AstraZeneca's blockbuster Farxiga secures landmark approval in heart failure patients, regardless of whether they have diabetes
Last October, the FDA cleared the use of AstraZeneca’s blockbuster therapy Farxiga to reduce the risk of hospitalization for heart failure in patients with type 2 diabetes and established cardiovascular disease or CV risk factors. Now, the US agency has opened up the use of the diabetes drug in an even bigger population: to reduce the risk of CV death and hospitalization for heart failure in all patients, even those that don’t have diabetes.
Patients with diabetes are often afflicted with other comorbidities, such as obesity, CV disease, and kidney problems. SGLT2 drug makers have been clamoring for a broader market share by differentiating their drugs on the basis of therapeutic impact on these intersecting indications — but the major, most lucrative battleground is the heart.
In September, AstraZeneca unveiled data from the DAPA-HF trial, which showed the drug cut the risk of CV death or the worsening of heart failure in patients with heart disease. The 4,744-patient trial tested Farxiga in patients (with and without type 2 diabetes) with reduced ejection fraction — in which the heart muscle is not able to contract amply and, therefore, expels less oxygen-rich blood into the body — in addition to standard-of-care treatment.
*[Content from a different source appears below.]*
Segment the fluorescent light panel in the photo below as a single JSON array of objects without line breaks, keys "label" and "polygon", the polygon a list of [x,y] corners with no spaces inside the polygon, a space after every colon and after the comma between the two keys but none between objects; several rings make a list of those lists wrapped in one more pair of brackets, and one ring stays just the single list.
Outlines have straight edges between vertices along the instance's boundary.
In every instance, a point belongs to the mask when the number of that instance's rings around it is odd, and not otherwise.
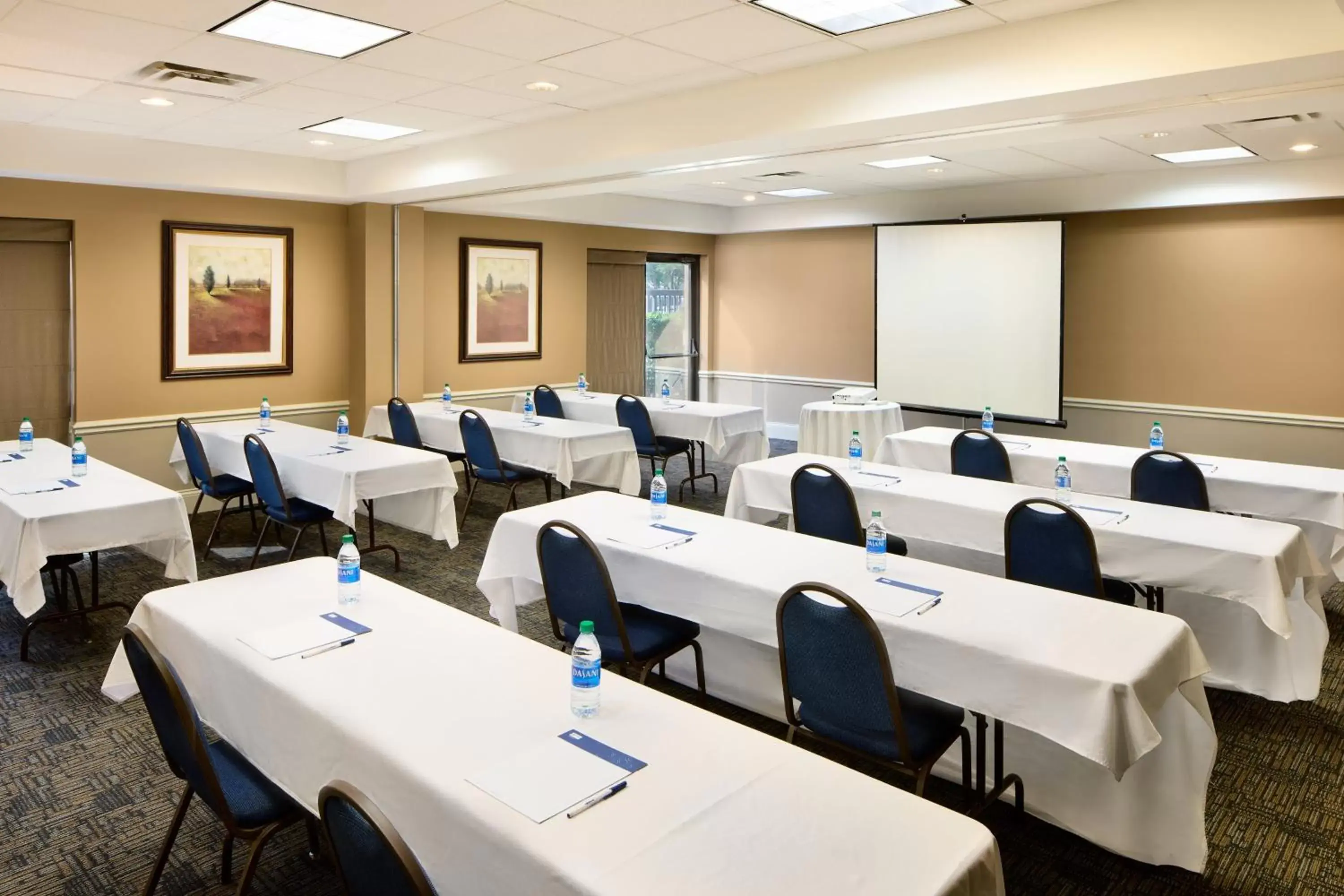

“The ground-breaking results of the DAPA-HF trial have transformed heart failure therapeutics. Today’s approval provides physicians with a completely novel pharmacological approach that greatly improves outcomes for patients with heart failure with reduced ejection fraction,” said John McMurray from the Institute of Cardiovascular and Medical Sciences, University of Glasgow, in a statement.
Farxiga reduced the composite endpoint of cardiovascular (CV) death or worsening of heart failure by 26% (p<0.0001) — including a reduction in each of the individual components of the endpoint. Data showed there was a 30% decrease (p<0.0001) in the risk of experiencing a first episode of worsening heart failure and an 18% cut (p=0.0294) in the risk of death from cardiovascular causes.
Farxiga, akin to Invokana from J&J $JNJ and Jardiance from Eli Lilly $LLY, belongs to a class of diabetes drugs called sodium-glucose co-transporter 2 (SGLT2) inhibitors, which work by curbing the absorption of glucose via the kidneys so that surplus glucose is excreted through urination. Although the class of drugs is united by similarities, Invokana’s label is crippled with the risk of amputation, unlike Jardiance and Farxiga.
Farxiga was initially approved for use in type 2 diabetes back in 2014 — it generated more than $1.5 billion in sales last year.
In late March, the British drugmaker wrapped up a late-stage study testing the drug in a chronic kidney disease population after registering “overwhelming efficacy” in patients, regardless of type 2 diabetes status — in the United States alone, that’s a market of roughly 30 million patients. With the explosion of coronavirus cases across the globe, the company is also testing Farxiga as a potential therapy to reduce organ failure in Covid-19 patients.